As per CMIE's CPHS (Consumer Pyramids Household Survey) estimates, nearly 17 million salaried jobs were lost in the April-June quarter, which is likely to get worse in July.
Meanwhile, informal jobs (non-salaried jobs) have returned and even increased with gradual resumption in economic activity post 'unlocking' of economy. Non-salaried forms of employment have increased from 317.6 million in 2019-20 to 325.6 million in July 2020, registering a growth of 2.5 per cent or nearly 8 million jobs.
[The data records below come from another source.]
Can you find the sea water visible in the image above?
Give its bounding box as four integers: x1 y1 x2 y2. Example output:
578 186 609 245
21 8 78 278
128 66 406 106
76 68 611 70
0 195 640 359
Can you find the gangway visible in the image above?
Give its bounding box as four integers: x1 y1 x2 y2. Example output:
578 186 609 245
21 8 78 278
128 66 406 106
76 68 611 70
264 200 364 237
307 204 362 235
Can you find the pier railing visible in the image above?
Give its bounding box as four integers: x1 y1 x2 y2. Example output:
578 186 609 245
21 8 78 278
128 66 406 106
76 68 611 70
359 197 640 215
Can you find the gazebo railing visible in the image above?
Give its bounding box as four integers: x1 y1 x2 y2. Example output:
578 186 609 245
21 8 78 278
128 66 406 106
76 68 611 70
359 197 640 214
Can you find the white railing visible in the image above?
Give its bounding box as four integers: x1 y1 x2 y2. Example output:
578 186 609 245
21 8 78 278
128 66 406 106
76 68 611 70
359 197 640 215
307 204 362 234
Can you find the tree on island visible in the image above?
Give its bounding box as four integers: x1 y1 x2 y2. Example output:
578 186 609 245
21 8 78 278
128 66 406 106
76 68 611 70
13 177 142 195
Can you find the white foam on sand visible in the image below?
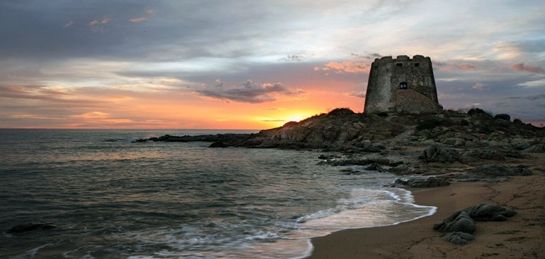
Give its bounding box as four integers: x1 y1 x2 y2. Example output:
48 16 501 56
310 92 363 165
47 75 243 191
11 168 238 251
126 188 437 258
208 188 437 258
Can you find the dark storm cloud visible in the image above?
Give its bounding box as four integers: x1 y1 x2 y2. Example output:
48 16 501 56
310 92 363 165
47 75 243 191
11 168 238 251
196 80 301 103
511 63 545 74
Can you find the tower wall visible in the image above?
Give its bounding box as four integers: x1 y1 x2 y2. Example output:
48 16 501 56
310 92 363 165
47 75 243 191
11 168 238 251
364 55 442 113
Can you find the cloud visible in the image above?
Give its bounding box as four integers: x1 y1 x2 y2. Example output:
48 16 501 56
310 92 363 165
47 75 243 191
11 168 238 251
314 60 369 73
517 78 545 88
348 92 365 98
196 80 302 103
88 17 112 27
0 85 100 105
471 82 486 91
511 63 545 74
433 61 477 72
507 94 545 101
129 9 155 23
62 20 74 28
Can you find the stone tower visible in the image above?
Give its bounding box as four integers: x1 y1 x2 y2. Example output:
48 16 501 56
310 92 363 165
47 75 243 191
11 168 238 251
364 55 442 113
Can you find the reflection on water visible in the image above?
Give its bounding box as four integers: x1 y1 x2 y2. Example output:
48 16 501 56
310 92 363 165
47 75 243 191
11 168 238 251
0 130 432 258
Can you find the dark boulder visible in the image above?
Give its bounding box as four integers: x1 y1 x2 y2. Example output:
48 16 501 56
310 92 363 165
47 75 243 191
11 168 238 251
318 154 340 160
443 232 475 245
328 108 354 116
7 223 56 234
433 210 476 234
418 145 460 163
494 113 511 121
467 108 492 118
525 143 545 153
469 164 532 178
208 141 229 147
365 163 385 172
394 177 450 188
465 203 517 221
By the same comparison, salaried jobs fell by 22 per cent or 18.9 million during the lockdown.
"In terms of percentage change between 2019-20 and July 2020, the fall in salaried jobs is almost uniform across rural and urban regions. The fall was 21.8 per cent in rural India and 22.2 per cent in urban India," said Mahesh Vyas, MD & CEO of CMIE.
Of the 86 million salaried jobs in 2019-20, 58 per cent were in urban India and 42 per cent in rural India. Therefore, the impact of the decline in salaried jobs was higher in urban India compared to rural India.
As per CMIE report, salaried jobs remained stagnated in India in recent times. In 2017-18, it grew by 1.6 per cent, followed by merely 0.1 per cent rise in 2018-19, before contracting by 1.8 per cent in 2019-20. The figure stood at 86.3 million in 2016-17, which declined to 86.1 million in 2019-20.
Based on analysis of wage bill of 1,560 listed companies, the study finds that employment cost of these companies increased by just 2.9 per cent year-on-year during April-June quarter of 2020, which happens to be the lowest growth in wages recorded in the past 18 years. There was large inter-industry variation with banks recording a 16.6 per cent rise in their wage bill and securities broking companies posting 13.5 per cent growth, but manufacturing companies saw a 7 per cent drop in their wage bill. The services sector had a mixed bag.
The study revealed that the manufacturing sector was the greatest sufferer from employment losses, resulting in lower wage bill. Within manufacturing, textile sector was the worst hit as its wage bill fell by 29 per cent. Textile is a labour-intensive industry and this sharp fall in the wage bill implies a very sharp fall in employment in the industry. In a similar trend, leather, another labour-intensive industry, recorded a 22.5 per cent fall in its wage bill in the June quarter. Automobile ancillaries reported a 21 per cent decline in its wage bill and the automobiles' wage bill was down by 18.6 per cent, CMIE said.